The provided discussion and examples have been presented for purposes of illustration and description. The foregoing is not intended to limit the aspects, embodiments, or configurations to the form or forms disclosed herein. In the foregoing Detailed Description for example, various features of the aspects, embodiments, or configurations are grouped together in one or more embodiments, configurations, or aspects for the purpose of streamlining the disclosure. The features of the aspects, embodiments, or configurations may be combined in alternate aspects, embodiments, or configurations other than those discussed above. This method of disclosure is not to be interpreted as reflecting an intention that the aspects, embodiments, or configurations require more features than are expressly recited in each claim. Rather, as the following claims reflect, inventive aspects lie in less than all features of a single foregoing disclosed embodiment, configuration, or aspect. While certain aspects of conventional technology have been discussed to facilitate disclosure of some embodiments of the present invention, the Applicants in no way disclaim these technical aspects, and it is contemplated that the claimed invention may encompass one or more of the conventional technical aspects discussed herein. Thus, the following claims are hereby incorporated into this Detailed Description, with each claim standing on its own as a separate aspect, embodiment, or configuration.

The terms and expressions which have been employed herein are used as terms of description and not of limitation, and there is no intention in the use of such terms and expressions of excluding any equivalents of the features shown and described or portions thereof, but it is recognized that various modifications are possible within the scope of the invention claimed. Thus, it should be understood that although the present invention has been specifically disclosed by preferred embodiments, exemplary embodiments and optional features, modification and variation of the concepts herein disclosed may be resorted to by those skilled in the art, and that such modifications and variations are considered to be within the scope of this invention as defined by the appended claims. The specific embodiments provided herein are examples of useful embodiments of the present invention and it will be apparent to one skilled in the art that the present invention may be carried out using a large number of variations of the devices, device components, methods steps set forth in the present description. As will be obvious to one of skill in the art, methods, and devices useful for the present methods can include a large number of optional composition and processing elements and steps.

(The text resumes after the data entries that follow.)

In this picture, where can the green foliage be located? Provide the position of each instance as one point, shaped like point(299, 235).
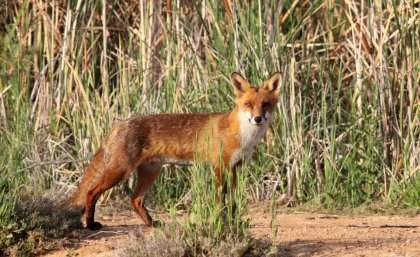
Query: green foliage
point(346, 128)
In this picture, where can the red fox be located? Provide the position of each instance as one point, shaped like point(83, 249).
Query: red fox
point(144, 143)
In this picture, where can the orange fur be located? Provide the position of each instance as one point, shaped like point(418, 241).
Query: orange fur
point(144, 143)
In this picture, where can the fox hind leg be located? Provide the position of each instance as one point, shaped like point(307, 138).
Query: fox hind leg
point(147, 173)
point(108, 180)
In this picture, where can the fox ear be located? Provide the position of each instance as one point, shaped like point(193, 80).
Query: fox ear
point(240, 84)
point(273, 84)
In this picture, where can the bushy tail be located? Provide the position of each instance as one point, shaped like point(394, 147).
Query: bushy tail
point(91, 176)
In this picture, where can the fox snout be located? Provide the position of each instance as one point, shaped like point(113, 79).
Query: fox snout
point(258, 120)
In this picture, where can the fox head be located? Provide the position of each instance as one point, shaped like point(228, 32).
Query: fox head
point(256, 104)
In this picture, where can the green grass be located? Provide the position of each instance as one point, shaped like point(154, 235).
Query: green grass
point(346, 129)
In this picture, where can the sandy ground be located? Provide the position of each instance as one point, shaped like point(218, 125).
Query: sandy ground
point(298, 234)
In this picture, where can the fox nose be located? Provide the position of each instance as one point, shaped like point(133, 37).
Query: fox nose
point(258, 119)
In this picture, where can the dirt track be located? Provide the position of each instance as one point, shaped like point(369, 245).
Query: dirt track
point(299, 234)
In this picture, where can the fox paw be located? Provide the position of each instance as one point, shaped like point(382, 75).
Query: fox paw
point(94, 226)
point(156, 223)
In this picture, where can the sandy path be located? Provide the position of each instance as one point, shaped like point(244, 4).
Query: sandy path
point(299, 234)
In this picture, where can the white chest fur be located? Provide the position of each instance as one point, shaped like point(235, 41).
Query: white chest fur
point(249, 136)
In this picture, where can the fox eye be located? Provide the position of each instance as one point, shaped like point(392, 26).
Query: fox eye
point(266, 105)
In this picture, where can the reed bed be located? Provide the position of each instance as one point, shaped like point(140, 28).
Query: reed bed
point(346, 131)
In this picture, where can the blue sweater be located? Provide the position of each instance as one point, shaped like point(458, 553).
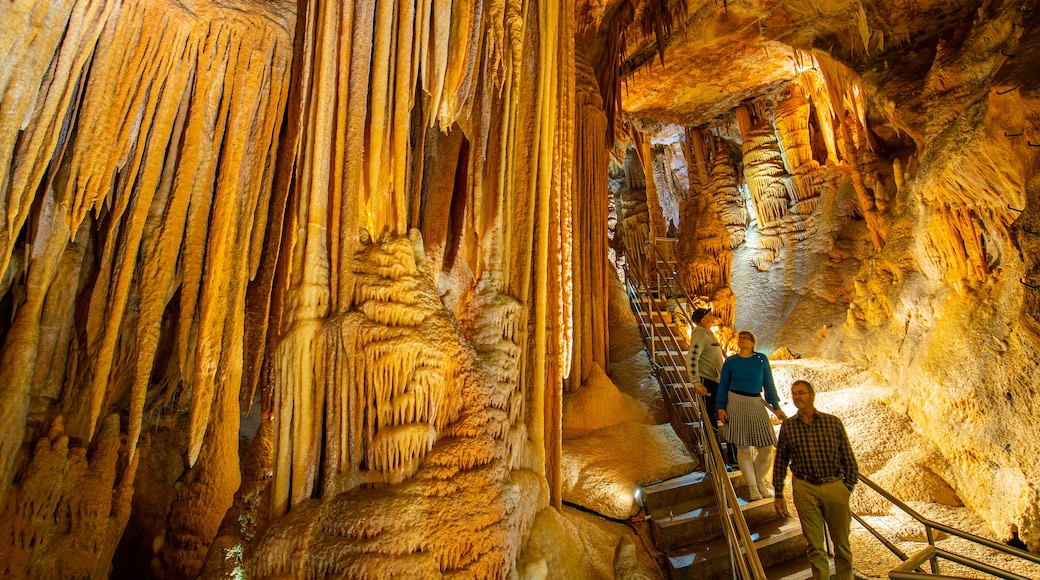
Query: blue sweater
point(749, 376)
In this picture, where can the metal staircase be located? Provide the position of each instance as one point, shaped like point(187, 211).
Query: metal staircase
point(702, 526)
point(699, 522)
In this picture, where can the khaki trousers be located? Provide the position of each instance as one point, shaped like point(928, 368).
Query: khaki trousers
point(825, 503)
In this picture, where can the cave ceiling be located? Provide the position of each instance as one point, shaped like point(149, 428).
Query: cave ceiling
point(719, 54)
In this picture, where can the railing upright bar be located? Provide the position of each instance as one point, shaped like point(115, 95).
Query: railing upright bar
point(929, 524)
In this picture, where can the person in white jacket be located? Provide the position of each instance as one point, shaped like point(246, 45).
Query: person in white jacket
point(704, 366)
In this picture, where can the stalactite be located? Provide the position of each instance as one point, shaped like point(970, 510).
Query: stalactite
point(791, 121)
point(762, 167)
point(159, 159)
point(727, 195)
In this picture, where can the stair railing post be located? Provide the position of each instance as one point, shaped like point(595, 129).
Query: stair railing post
point(934, 561)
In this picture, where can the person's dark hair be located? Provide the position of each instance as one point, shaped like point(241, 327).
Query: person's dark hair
point(699, 315)
point(804, 384)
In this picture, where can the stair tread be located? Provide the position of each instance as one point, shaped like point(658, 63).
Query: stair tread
point(762, 535)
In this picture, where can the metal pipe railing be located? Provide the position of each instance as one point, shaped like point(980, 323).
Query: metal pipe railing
point(744, 557)
point(932, 554)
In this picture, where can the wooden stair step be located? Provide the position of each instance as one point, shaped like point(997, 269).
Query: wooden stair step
point(703, 524)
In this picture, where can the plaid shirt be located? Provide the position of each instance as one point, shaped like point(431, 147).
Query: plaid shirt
point(820, 449)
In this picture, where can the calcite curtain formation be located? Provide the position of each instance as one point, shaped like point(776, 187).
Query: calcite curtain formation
point(205, 200)
point(135, 198)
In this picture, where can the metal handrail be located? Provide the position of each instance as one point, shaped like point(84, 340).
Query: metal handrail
point(744, 556)
point(910, 565)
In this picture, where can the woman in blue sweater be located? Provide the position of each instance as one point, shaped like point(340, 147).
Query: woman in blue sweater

All art-known functional equivalents, of any such materials and methods are intended to be included in this invention. The terms and expressions which have been employed are used as terms of description and not of limitation, and there is no intention that in the use of such terms and expressions of excluding any equivalents of the features shown and described or portions thereof, but it is recognized that various modifications are possible within the scope of the invention claimed. Thus, it should be understood that although the present invention has been specifically disclosed by preferred embodiments and optional features, modification and variation of the concepts herein disclosed may be resorted to by those skilled in the art, and that such modifications and variations are considered to be within the scope of this invention as defined by the appended claims.

Claims

1. A process for the electrochemical CO2 reduction to capture and convert CO2 to valuable chemicals.

2. A method for coating polymers that are synthesized on copper electrodes and to assess coating quality, conformability and electrochemical activity.

3. The method of claim 2 wherein in-situ polymerization of several compositions are performed and the characterization and assessment is carried out.

4. The method of claim 2 wherein in-situ deposition-polymerization process using higher performance functional groups such as sulfonic or phosphonic acid-functional monomers is performed.